The DEMI-MathAnalysis project provides:

  1. A Dataset: A curated collection of proof-based real analysis problems sourced from authoritative texts.
  2. A Framework: A pipeline to guide LLMs in understanding problems, retrieving relevant theorems and definitions, and generating logically sound proofs.

Motivation

Most mathematical datasets for LLMs focus on computational questions, leaving a significant gap in training for formal reasoning tasks. DEMI-MathAnalysis addresses this gap by supplying proof-oriented challenges. By doing so, we help models develop the precise and structured thinking required in advanced mathematics.

Dataset

DEMI-MathAnalysis covers topics often studied in undergraduate real analysis courses:

  • Sequences and Limits
  • Infinite Series
  • Continuous Functions
  • Differentiation
  • Integration and Improper Integrals
  • Series of Functions
  • Approximation by Polynomials
  • Convex Functions

The dataset is split into:

  • Training Set: Used for fine-tuning models.
  • Benchmark Set: Reserved for unbiased evaluation.

Each problem includes a detailed statement and metadata. Data files are available here.

Framework and Model

A special framework is built to guide LLMs through a structured approach to solving proof-based mathematical problems. It consists of the following key steps:

  1. Problem Identification:
    The LLM classifies each problem into a specific category (e.g., Sequences and Limits, Infinite Series, Convex Functions).

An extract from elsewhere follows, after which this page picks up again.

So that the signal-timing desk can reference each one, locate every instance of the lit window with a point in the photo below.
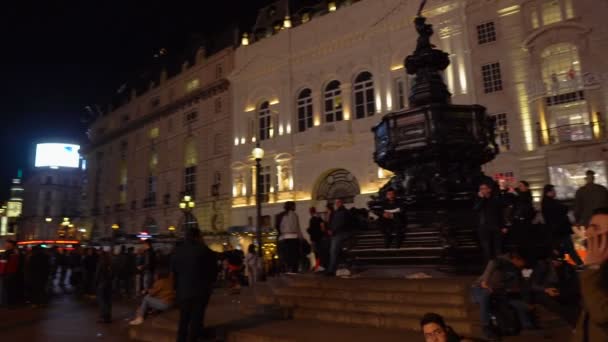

This step ensures that the reasoning strategies and retrieved knowledge are tailored to the nature of the problem.

  2. Prompt Construction:
    Once categorized, the system constructs a comprehensive prompt. This includes the original problem statement, the identified category, and relevant domain knowledge from a curated knowledge base (KB). These structured prompts provide the model with the precise context and definitions needed for logical reasoning.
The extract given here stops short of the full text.